Abdul Hanan Himat, head of the Taleban's Bakhtar news agency, earlier quoted Taleban Information Minister Qudratullah Jamal as saying in Kabul that she had already been freed.
A Pakistani official in the northwestern city of Peshawar had told Reuters the handover would take place at the Torkham border crossing point near the Khyber Pass.
Zaeef said he had invited a British diplomat to his house to discuss procedures for Ridley's release on Monday. The Taleban's reclusive supreme leader, Mullah Mohammad Omar, had issued an order to free Ridley, officials said on Saturday.
Ridley, 43, was picked up with two Afghan guides near the eastern Afghan city of Jalalabad on September 28 while dressed in an all-enveloping burqa, which has only a mesh for the eyes.
The hardline Taleban, threatened with US military strikes for refusing to hand over fugitive militant Osama bin Laden, had been investigating whether Ridley was really a journalist or a spy.

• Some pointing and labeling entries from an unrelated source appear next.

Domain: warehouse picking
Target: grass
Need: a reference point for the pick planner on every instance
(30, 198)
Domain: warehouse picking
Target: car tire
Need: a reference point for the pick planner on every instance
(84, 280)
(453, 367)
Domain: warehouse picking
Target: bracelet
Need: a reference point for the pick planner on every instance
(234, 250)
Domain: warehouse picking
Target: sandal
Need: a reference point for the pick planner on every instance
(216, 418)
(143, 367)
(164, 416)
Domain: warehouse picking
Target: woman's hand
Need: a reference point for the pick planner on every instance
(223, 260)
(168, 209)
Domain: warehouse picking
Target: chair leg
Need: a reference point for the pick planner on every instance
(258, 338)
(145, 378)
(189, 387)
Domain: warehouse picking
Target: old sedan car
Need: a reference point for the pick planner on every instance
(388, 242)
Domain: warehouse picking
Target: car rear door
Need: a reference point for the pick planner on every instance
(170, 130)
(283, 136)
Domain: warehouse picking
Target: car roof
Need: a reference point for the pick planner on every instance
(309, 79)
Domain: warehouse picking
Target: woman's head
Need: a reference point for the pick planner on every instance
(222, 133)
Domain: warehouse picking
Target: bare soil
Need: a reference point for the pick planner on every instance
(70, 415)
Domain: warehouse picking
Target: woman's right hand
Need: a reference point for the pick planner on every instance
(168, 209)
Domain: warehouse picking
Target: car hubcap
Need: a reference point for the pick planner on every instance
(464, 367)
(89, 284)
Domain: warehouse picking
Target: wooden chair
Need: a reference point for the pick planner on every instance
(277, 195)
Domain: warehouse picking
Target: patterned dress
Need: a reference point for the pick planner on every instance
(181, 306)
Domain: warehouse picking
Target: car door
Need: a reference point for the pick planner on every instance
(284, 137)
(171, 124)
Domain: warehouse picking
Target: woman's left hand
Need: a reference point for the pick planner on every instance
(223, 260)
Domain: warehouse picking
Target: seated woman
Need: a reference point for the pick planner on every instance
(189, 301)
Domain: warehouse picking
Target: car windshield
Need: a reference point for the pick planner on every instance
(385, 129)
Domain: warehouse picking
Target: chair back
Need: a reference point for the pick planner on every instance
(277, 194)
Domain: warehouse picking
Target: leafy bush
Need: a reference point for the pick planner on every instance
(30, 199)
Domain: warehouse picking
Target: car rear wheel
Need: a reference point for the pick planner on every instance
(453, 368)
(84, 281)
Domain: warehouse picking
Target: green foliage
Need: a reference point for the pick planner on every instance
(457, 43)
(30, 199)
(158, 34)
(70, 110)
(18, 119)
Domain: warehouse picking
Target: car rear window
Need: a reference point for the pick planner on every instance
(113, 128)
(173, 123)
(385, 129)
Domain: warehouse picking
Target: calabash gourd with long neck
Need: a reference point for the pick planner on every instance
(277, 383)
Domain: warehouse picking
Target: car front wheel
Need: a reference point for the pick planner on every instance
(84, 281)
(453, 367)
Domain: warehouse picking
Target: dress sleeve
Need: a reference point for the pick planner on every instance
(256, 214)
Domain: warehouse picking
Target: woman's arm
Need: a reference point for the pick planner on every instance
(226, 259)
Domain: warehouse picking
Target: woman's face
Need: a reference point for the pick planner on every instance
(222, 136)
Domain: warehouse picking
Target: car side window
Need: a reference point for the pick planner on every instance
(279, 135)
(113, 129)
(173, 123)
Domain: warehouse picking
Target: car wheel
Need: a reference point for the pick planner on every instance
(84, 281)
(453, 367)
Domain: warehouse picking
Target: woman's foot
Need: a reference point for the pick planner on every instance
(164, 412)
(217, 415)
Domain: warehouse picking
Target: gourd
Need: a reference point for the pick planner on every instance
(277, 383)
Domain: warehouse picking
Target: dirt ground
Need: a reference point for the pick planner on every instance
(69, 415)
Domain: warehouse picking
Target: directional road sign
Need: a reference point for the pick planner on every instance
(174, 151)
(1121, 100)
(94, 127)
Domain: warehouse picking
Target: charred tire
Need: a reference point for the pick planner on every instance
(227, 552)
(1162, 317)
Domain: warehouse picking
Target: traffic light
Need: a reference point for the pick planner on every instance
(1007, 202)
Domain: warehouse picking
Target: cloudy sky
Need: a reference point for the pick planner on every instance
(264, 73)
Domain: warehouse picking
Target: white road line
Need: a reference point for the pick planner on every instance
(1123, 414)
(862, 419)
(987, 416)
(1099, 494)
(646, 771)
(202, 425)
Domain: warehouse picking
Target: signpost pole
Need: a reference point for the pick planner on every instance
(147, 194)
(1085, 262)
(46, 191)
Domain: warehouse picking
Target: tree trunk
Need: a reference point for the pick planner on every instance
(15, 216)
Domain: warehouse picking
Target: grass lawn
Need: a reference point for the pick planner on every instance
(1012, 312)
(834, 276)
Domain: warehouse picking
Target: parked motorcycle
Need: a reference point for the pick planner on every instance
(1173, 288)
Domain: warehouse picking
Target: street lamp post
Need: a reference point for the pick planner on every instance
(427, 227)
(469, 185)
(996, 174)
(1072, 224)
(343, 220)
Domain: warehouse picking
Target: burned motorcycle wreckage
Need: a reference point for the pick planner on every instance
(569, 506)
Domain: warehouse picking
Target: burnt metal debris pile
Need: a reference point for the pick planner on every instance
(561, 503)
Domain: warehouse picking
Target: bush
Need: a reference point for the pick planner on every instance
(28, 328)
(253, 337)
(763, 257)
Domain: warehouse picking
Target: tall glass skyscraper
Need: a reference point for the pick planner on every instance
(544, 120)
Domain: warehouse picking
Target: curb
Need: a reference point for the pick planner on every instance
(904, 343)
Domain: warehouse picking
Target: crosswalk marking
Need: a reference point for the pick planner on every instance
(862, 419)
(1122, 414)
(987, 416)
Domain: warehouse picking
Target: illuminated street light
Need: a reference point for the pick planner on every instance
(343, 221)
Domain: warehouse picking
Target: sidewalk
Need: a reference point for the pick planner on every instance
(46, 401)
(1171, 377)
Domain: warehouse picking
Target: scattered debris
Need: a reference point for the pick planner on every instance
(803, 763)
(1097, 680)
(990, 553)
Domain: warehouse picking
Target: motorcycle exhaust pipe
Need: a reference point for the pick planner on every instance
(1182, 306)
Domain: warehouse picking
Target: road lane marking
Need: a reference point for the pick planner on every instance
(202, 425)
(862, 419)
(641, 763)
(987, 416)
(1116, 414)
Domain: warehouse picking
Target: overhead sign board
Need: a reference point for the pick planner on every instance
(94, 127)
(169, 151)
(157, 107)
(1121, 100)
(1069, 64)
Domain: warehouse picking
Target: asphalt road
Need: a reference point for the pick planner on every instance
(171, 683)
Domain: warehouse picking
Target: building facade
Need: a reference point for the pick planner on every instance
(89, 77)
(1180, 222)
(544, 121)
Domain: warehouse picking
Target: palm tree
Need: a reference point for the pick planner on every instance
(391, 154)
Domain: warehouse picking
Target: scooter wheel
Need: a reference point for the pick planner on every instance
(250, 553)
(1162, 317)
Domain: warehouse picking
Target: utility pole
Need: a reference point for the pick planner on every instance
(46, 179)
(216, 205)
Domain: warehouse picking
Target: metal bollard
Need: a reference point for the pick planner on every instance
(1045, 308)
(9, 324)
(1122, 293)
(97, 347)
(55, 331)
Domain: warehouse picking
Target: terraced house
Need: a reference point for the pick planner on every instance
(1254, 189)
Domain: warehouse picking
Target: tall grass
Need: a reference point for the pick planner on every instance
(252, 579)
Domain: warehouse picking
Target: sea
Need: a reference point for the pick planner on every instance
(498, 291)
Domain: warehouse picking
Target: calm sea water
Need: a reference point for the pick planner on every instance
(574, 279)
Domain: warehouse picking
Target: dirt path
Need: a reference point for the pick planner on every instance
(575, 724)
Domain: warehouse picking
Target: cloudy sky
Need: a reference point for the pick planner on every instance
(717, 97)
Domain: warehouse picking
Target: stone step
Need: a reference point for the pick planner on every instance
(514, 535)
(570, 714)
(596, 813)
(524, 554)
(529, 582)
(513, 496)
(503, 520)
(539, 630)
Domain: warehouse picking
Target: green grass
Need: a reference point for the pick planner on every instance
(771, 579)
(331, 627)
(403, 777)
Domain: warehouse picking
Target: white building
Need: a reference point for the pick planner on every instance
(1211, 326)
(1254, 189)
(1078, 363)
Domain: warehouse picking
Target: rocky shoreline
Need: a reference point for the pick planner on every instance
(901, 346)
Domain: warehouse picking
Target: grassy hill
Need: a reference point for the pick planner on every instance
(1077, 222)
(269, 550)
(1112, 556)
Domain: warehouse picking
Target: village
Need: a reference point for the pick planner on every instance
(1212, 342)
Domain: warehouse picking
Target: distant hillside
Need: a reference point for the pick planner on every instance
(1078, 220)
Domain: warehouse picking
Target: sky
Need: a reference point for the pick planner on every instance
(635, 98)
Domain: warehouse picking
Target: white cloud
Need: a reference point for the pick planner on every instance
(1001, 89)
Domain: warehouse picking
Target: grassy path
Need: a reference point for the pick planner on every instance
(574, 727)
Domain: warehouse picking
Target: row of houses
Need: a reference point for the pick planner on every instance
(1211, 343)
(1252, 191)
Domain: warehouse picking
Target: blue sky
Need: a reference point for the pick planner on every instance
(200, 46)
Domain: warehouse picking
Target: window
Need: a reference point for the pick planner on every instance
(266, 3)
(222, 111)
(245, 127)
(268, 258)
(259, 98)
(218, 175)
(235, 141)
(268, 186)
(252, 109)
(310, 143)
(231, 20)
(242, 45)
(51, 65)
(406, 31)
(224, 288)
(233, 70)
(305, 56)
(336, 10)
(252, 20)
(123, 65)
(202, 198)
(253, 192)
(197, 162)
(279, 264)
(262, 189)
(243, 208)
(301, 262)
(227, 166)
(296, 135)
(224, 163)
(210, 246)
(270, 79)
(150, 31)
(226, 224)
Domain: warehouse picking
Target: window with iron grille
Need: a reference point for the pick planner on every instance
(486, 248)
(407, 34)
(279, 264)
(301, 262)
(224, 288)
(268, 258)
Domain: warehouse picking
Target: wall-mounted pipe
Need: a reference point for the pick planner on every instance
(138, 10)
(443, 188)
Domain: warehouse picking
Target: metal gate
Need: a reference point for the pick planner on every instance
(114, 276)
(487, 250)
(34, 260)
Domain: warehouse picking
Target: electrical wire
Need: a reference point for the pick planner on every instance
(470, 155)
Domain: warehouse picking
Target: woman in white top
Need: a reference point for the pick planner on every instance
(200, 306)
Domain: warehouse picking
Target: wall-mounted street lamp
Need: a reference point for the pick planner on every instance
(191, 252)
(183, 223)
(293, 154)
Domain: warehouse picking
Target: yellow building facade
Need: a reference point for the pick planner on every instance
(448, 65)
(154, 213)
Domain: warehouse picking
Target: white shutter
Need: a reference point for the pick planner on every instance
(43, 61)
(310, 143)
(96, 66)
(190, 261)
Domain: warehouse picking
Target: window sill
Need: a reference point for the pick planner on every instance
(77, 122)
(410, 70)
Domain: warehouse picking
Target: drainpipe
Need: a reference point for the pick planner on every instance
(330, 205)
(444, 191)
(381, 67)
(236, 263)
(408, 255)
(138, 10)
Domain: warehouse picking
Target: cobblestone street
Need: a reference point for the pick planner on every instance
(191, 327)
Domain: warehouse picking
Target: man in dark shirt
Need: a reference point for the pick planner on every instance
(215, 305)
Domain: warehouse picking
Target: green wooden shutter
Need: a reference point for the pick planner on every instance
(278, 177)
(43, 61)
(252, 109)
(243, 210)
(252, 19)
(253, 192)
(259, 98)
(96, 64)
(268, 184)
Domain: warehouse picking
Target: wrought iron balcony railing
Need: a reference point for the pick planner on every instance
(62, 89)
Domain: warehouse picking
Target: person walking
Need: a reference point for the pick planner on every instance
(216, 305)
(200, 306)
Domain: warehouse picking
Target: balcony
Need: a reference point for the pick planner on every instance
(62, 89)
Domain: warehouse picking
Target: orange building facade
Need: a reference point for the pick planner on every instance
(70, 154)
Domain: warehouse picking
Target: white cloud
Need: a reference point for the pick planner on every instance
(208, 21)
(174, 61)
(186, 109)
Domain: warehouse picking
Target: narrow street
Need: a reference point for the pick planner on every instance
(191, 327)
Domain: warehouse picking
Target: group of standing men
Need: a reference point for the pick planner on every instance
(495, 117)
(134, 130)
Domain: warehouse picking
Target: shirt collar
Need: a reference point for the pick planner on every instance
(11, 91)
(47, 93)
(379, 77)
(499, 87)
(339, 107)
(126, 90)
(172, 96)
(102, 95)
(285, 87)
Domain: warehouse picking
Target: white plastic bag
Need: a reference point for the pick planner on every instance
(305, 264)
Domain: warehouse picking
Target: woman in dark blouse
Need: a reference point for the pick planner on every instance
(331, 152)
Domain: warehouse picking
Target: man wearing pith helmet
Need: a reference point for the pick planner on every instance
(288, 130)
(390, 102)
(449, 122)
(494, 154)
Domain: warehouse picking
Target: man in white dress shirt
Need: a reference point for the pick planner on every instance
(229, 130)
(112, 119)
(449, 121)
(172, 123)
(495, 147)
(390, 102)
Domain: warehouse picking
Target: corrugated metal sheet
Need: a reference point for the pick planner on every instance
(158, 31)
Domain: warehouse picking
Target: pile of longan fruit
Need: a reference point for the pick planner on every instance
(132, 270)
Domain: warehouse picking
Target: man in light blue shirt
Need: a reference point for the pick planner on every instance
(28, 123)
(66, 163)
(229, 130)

The decision to release her came a day after British Prime Minister Tony Blair made a brief stop in Islamabad for talks on the Afghan crisis and the global war on terrorism with military ruler General Pervez Musharraf.
"We, after our contacts through diplomatic channels, decided to release her," Jamal was quoted as saying by Qatar's al-Jazeera television channel.
The fate of Ridley's guides was not immediately known, but they could face severe punishment.